Sejatinya kebijakan importasi bukanlah sebuah ‘dosa’, namun kebijakan importasi yang dilakukan pemerintah sudah barang tentu menjadi sebuah cerminan ketidakmampuan pemerintah dalam mewujudkan kemandirian pangan nasional. Artinya, pemerintah belum mampu dalam menyeimbangkan neraca pangan.
Namun, benarkah instrumen impor terhadap beragam komoditas strategis adalah pillihan jitu untuk mengatasi kekurangan bahan pangan dalam negeri?????
Padahal, kalau kita sadari siapakah yang paling tersakiti atas kebijakan-kebijakan tersebut?
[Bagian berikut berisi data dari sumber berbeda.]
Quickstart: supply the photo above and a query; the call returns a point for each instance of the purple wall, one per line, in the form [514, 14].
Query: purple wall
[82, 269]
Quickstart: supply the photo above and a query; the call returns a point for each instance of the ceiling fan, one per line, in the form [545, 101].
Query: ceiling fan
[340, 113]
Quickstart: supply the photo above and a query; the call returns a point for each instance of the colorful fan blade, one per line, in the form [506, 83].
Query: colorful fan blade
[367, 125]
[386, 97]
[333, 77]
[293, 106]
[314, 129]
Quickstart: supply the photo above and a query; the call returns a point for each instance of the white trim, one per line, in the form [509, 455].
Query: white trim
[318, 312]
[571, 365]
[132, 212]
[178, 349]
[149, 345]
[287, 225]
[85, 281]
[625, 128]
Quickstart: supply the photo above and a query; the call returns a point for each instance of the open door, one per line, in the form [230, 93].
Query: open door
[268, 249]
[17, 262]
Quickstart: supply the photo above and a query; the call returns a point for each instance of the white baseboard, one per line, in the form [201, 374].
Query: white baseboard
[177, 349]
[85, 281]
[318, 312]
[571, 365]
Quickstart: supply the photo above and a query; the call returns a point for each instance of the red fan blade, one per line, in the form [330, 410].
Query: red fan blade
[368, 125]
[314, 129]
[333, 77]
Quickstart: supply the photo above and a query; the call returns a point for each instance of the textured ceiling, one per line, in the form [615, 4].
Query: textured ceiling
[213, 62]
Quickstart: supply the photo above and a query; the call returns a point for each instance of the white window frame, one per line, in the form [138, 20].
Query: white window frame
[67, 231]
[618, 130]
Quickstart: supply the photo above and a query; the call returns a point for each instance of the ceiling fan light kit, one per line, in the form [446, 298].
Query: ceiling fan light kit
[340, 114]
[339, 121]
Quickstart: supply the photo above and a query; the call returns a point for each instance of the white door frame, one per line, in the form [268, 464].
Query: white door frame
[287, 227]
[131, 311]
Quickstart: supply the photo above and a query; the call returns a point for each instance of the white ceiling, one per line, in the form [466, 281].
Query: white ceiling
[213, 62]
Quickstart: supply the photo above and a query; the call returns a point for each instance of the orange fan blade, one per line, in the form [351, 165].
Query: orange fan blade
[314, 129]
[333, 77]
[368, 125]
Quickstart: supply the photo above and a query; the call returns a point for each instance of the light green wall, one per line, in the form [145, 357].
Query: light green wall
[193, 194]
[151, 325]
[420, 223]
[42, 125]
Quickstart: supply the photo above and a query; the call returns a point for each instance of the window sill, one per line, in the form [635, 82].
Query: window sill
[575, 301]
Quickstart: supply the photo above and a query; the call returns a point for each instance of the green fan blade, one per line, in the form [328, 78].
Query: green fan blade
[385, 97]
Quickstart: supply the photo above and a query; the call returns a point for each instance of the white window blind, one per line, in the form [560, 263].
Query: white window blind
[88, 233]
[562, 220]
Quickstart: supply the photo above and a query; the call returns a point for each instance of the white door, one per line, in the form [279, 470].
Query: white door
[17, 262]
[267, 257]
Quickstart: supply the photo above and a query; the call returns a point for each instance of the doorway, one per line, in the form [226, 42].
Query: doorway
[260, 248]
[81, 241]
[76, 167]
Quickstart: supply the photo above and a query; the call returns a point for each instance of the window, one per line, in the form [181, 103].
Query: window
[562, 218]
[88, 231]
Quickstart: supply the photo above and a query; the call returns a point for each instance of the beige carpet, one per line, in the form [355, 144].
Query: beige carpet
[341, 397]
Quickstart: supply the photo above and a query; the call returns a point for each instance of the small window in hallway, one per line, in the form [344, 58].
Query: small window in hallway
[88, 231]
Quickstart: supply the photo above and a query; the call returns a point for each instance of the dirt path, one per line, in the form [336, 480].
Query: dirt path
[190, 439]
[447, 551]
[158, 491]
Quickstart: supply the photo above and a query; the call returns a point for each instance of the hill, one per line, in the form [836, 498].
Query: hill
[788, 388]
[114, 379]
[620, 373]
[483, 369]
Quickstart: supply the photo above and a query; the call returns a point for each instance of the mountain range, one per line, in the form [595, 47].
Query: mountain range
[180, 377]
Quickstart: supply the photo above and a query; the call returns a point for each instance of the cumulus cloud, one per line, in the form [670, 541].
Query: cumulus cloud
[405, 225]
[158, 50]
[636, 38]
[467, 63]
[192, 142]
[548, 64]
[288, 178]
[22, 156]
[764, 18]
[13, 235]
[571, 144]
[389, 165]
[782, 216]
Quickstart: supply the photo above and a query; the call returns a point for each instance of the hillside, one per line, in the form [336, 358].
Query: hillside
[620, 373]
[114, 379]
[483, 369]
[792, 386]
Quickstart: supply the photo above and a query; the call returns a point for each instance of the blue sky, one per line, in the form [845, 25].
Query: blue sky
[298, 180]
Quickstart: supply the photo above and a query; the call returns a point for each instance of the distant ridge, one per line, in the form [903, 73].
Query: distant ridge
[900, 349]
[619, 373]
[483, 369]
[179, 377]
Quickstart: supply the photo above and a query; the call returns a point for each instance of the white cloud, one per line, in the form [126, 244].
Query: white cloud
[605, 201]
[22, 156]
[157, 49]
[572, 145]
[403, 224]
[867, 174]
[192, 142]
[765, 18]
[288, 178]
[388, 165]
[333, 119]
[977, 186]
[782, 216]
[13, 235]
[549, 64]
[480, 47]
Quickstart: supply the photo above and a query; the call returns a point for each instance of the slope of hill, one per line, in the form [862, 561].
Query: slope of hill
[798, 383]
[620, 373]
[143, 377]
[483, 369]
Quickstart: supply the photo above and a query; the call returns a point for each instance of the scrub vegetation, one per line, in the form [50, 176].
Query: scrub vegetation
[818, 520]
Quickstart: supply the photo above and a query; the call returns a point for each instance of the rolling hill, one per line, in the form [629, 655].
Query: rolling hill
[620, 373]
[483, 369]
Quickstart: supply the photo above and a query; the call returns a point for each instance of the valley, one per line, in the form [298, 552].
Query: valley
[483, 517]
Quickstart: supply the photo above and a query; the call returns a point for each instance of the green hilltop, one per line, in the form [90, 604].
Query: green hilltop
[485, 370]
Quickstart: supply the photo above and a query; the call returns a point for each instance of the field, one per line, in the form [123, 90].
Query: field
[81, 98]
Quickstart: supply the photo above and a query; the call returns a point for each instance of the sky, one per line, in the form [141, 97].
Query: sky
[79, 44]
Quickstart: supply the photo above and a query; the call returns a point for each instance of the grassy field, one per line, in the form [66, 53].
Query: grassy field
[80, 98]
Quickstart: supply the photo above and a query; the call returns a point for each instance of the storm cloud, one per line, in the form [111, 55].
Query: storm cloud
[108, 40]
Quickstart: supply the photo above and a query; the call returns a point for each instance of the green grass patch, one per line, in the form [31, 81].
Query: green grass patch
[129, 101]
Mereka tidak lain adalah petani nelayan dan masyarakat umum. Akibat over suplai pangan dari impor seringkali memaksa harga jual hasil panen petani menjadi rendah tidak sebanding dengan biaya produksinya sehingga petani terus menanggung kerugian.
Padahal, Indonesia dalam hal ini pemerintah telah menetapkan target terhadap sejumlah komoditas strategis guna mencapai swasembada pangan di tahun 2014. Adapun untuk komoditas strategis yang telah ditetapkan seperti ikan, padi, jagung, kedelai, gula, dan daging. Sedangkan bahan pangan yang menjadi favorit untuk diimpor a.l., beras, jagung, kedelai, biji gandum, tepung terigu, gula pasir, daging sapi dan ayam, garam, singkong, kentang, dll. Sungguh ironis, di satu sisi pemerintah terus menggaungkan kemandirian pangan, namun di sisi lainnya komoditas strategis tersebut kian mendapatkan celah untuk terus di impor.
Selain itu, terbuka lebarnya kran impor turut disumbang oleh lemahnya akurasi data sensus pertanian oleh Badan Pusat Statistik (BPS) dalam menyajikan data demand maupun supply. Tentunya, kita sama sekali tidak menginginkan negeri yang selalu digambarkan dengan semboyan gemah ripah loh jinawi ini terpuruk oleh ketergantungan akan pangan impor.
Tak ketinggalan, diduga ulah mafia dan kartel impor pangan yang masih bercokol turut pula merongrong ketahanan pangan nasional. Sebab itu, peran kartel dan mafia itupun terbilang cukup besar di semua lini dari hulu ke hilir seperti mempengaruhi harga, stok maupun pasokan pangan.
Para kartel tersebut melirik keuntungan yang sangat besar dari mengimpor, ketimbang repot memproduksi di dalam negeri.Tentu saja yang dirugikan adalah para petani dan peternak sapi di negara kita, karena komoditas impor itu lebih baik dalam banyak hal, termasuk harga yang kompetitif. Perilaku pemburu rupiah tersebut berdampak buruk pada upaya pemberdayaan petani dan nelayan dalam negeri.
Oleh sebab itu, carut marutnya mengenai ketahanan pangan nasional perlu segera dicarikan jalan keluar. Pasalnya, kompleksitas persoalan dan tantangan yang dihadapibak benang kusut, sehingga memerlukan adanya sinergi dan harmonisasi antar stakeholder terkait agar setiap kebijakan yang dijalankan dapat diwujudkan dengan baik.